Le Plan directeur d’urbanisme de l’agglomération d’Antananarivo a expiré en décembre 2015. Sans une nouvelle planification, les dirigeants leurrent sur le développement.

Vers l’aboutissement d’un plan stratégique. L’effondre­ment des rues pavées, les glissements de terrain, les embouteillages caractérisent les conséquences de la non application du Plan directeur d’urbanisme (PUDi) révisé, datant de 2004. Les faits sont là.
D’après Gérard Andria­manohisoa, Directeur général de l’Aménagement du territoire et de l’équipement, plusieurs circonstances engen­drent ces failles. « Plusieurs questions restent sans réponses car si nous prenons le cas des nouveaux permis de construire, leur nombre est inférieur à ceux qui sont en situation de régularisation. Ceci justifie l’exploitation massive des zones non constructibles, sans oublier les dérogations qui approuvent les extensions mais qui minent l’urbanisme. Le renouvellement consiste ainsi à prendre des mesures de sauvegarde », explique-t-il. C’était lors de la réunion des parties prenantes impliquées dans le projet Antana­narivo-Toamasina, Mada­ga- sikara (TaTOM), hier à la Gare de Soarano.
Depuis le lancement en février, un comité a déjà pu mener des enquêtes au niveau des districts d’Ambo­hidratrimo, d’Avaradrano et d’Atsimondrano. Compte tenu de l’envergure des communes concernées, trente-sept au total, le secteur public, celui privé, les sociétés civiles et les partenaires techniques et financiers ont accordé une période de deux ans pour ficeler le projet et présenter le PUDi révisé.

Étude
Ce dernier est destiné au développement de l’axe économique pour les agglomérations d’Antananarivo et de Toamasina. Il s’agit d’un plan de développement du transport et d’aménagement entre les deux villes ainsi qu’un mécanisme de coordination, de suivi et de gestion de la mise en œuvre des plans élaborés.

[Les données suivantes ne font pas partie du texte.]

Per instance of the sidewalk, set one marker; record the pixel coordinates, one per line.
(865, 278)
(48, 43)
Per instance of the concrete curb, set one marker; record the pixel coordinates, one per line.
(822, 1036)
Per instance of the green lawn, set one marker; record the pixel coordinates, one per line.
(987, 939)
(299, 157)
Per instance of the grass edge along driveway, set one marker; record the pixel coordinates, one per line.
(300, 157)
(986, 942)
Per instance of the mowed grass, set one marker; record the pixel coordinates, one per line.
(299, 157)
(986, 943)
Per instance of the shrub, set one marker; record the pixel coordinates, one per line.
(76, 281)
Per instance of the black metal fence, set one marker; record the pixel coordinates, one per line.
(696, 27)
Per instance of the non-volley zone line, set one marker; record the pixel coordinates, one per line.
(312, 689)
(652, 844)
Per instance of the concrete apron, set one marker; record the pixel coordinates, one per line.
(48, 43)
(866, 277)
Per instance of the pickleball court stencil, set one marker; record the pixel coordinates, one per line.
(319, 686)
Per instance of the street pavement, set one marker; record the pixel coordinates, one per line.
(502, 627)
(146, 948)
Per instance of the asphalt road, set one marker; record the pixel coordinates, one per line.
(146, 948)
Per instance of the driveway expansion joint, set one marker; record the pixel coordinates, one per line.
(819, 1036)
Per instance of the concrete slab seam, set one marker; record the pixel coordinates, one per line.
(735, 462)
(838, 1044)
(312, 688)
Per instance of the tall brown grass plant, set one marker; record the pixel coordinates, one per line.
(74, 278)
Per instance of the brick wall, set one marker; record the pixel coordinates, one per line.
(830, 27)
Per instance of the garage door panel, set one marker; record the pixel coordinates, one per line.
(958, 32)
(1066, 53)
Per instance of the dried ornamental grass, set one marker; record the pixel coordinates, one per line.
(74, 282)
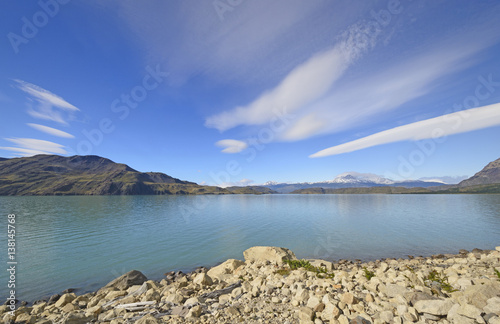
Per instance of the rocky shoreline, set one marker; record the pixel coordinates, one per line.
(272, 286)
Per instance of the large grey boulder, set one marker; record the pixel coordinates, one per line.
(127, 280)
(268, 253)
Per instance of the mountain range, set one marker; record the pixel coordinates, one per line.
(95, 175)
(351, 180)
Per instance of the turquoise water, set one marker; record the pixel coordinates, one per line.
(84, 242)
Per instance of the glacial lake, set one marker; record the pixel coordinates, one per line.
(84, 242)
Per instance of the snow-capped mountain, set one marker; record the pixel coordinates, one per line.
(351, 180)
(356, 177)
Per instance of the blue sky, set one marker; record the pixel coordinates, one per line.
(243, 92)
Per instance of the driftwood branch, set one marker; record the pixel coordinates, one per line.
(217, 293)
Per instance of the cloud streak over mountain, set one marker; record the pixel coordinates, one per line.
(454, 123)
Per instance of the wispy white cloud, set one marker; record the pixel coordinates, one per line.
(253, 42)
(49, 106)
(324, 102)
(31, 146)
(231, 146)
(454, 123)
(50, 130)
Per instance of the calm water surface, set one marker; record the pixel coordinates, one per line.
(84, 242)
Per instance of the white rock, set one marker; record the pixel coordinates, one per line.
(225, 268)
(203, 279)
(493, 306)
(313, 301)
(386, 316)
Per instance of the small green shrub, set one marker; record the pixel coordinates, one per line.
(441, 279)
(321, 272)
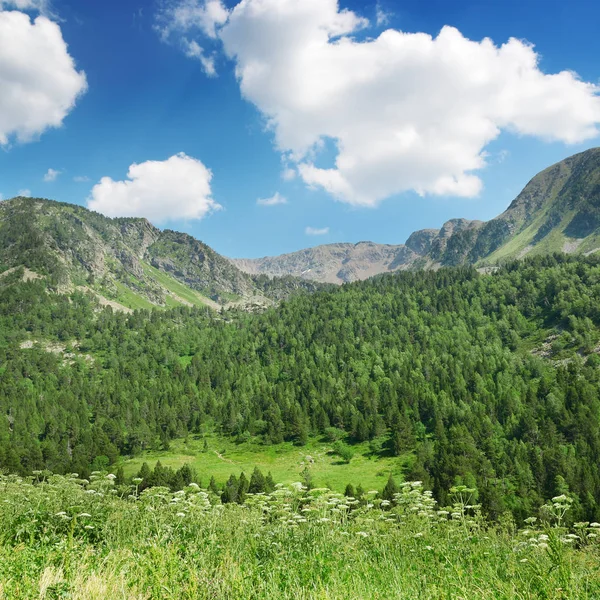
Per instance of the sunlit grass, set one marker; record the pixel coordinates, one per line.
(285, 461)
(69, 538)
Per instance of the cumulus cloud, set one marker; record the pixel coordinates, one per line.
(288, 174)
(193, 50)
(179, 21)
(382, 18)
(39, 83)
(274, 200)
(51, 175)
(34, 5)
(316, 231)
(177, 188)
(406, 111)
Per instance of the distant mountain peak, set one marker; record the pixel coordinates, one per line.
(558, 210)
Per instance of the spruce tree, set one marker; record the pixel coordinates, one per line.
(243, 486)
(269, 483)
(257, 482)
(212, 486)
(390, 489)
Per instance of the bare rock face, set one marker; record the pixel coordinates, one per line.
(420, 241)
(558, 210)
(79, 248)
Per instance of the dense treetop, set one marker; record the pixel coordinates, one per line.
(485, 379)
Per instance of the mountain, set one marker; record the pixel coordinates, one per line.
(127, 262)
(558, 211)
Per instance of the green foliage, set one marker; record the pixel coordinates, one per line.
(88, 539)
(343, 451)
(465, 376)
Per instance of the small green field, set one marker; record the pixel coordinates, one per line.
(285, 462)
(130, 299)
(172, 285)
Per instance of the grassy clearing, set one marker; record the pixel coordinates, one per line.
(130, 299)
(69, 538)
(175, 287)
(284, 461)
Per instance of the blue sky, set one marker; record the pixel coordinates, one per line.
(147, 100)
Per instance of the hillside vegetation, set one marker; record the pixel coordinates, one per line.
(66, 537)
(485, 380)
(127, 263)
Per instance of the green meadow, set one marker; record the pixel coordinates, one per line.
(223, 456)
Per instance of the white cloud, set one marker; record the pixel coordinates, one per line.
(33, 5)
(177, 188)
(274, 200)
(406, 111)
(180, 21)
(193, 50)
(38, 80)
(288, 174)
(315, 231)
(382, 18)
(51, 175)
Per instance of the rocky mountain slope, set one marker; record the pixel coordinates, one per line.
(558, 211)
(126, 262)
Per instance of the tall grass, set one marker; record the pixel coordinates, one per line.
(62, 537)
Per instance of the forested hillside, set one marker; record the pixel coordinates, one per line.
(557, 211)
(489, 380)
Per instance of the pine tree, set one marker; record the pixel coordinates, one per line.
(120, 476)
(269, 483)
(307, 479)
(257, 482)
(230, 492)
(390, 489)
(212, 486)
(243, 486)
(145, 474)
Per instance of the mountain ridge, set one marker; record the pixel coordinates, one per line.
(127, 263)
(558, 210)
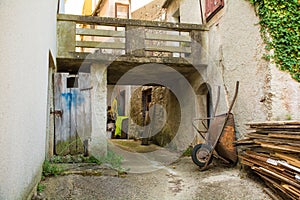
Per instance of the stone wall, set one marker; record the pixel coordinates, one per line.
(165, 98)
(235, 54)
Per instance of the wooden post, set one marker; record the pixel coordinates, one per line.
(196, 47)
(66, 37)
(135, 40)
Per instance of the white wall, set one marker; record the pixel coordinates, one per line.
(28, 31)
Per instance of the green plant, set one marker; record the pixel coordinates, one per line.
(40, 187)
(280, 30)
(50, 169)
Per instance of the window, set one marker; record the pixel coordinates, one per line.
(122, 11)
(212, 7)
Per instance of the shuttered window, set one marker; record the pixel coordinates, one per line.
(212, 7)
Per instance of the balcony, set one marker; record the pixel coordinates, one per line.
(126, 43)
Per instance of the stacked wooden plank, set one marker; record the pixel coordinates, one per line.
(272, 150)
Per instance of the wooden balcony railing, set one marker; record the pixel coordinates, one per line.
(79, 35)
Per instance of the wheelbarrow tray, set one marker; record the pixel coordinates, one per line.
(225, 146)
(221, 135)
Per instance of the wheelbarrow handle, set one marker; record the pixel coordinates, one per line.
(235, 95)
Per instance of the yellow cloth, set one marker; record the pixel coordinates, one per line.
(87, 8)
(119, 120)
(114, 108)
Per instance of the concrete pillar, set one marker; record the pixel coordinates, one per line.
(98, 142)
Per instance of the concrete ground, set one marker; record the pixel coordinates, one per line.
(149, 178)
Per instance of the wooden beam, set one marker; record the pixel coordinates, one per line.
(101, 45)
(172, 49)
(118, 22)
(100, 33)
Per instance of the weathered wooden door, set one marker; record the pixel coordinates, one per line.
(73, 112)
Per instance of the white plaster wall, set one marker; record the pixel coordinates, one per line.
(190, 12)
(285, 93)
(28, 31)
(235, 54)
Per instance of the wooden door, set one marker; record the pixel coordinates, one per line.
(72, 102)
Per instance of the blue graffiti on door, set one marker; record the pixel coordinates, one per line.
(73, 98)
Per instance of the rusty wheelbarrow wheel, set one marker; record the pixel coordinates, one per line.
(200, 154)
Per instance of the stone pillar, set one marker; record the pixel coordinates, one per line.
(98, 141)
(135, 40)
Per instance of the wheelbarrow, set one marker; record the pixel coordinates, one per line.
(218, 137)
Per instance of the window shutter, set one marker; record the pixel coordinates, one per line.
(212, 7)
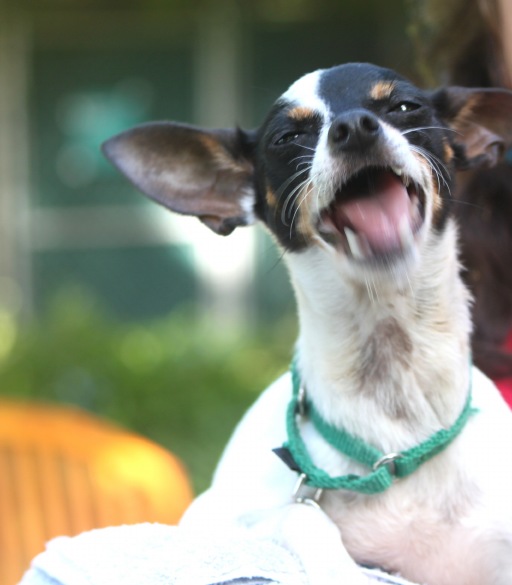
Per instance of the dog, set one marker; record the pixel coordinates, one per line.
(394, 451)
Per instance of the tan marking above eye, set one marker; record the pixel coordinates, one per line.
(382, 90)
(301, 113)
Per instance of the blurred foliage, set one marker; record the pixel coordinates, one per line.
(181, 381)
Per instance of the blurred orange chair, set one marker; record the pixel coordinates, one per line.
(63, 471)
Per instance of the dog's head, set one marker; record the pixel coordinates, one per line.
(353, 160)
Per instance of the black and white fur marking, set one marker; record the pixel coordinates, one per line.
(351, 172)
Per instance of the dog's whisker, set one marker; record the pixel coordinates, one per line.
(290, 199)
(304, 187)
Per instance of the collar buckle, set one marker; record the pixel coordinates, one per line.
(304, 494)
(389, 461)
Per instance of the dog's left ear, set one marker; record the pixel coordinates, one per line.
(206, 173)
(481, 120)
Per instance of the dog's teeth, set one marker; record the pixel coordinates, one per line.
(354, 244)
(405, 233)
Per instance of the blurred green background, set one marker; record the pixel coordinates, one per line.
(107, 301)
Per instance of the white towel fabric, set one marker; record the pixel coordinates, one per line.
(154, 554)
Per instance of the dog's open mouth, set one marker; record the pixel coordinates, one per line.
(376, 213)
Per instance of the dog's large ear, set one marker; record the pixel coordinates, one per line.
(191, 171)
(481, 120)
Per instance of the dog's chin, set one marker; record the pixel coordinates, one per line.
(375, 220)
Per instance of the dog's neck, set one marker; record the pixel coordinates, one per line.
(396, 349)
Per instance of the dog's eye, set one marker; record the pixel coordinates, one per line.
(287, 138)
(406, 107)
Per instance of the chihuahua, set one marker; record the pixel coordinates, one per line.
(398, 451)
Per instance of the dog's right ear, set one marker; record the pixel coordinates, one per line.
(206, 173)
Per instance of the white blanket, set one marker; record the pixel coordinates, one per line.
(154, 554)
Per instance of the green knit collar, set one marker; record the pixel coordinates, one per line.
(383, 467)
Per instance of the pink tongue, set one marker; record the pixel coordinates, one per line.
(378, 215)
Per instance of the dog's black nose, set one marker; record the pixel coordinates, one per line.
(354, 130)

La planification pour les deux villes requiert une étude minutieuse des pôles de développement. Pour le cas de Toamasina, Ayumi Taka­hashi, représentante de la JICA à Madagascar, indique que le projet TaTOM, purement national, engage un développement dynamique, inclusif et citoyen. « L’accord signé en mars débloque la somme de 45 milliards de yens pour les travaux à la Société du port à gestion autonome de Toamasina (SPAT). Donc, le projet n’est destiné ni aux étrangers ni aux Japonais », fait-elle remarquer.
Concernant l’agglomération d’Antananarivo, le Directeur général encourage l’examen du pôle de développement des zones périphériques. « Même les commu­nes ignorent ce qu’est un plan de voirie. La ville d’Antananarivo est planifiée à 27% en quartiers administratif, industriel et résidentiel. Les 67 hectares deviennent des bidonvilles tandis que les zones en dehors de la Commune urbaine d’Antananarivo évoluent en dortoir. Cette dernière gère, de ce fait, trois millions d’habitants au quotidien, du fait que les résidents des périphéries travaillent en ville au cours de la journée », rapporte-t-il. Le PUDi révisé accompagnera les autorités à cerner le développement de leurs collectivités face à la croissance démographique qui double tous les ans.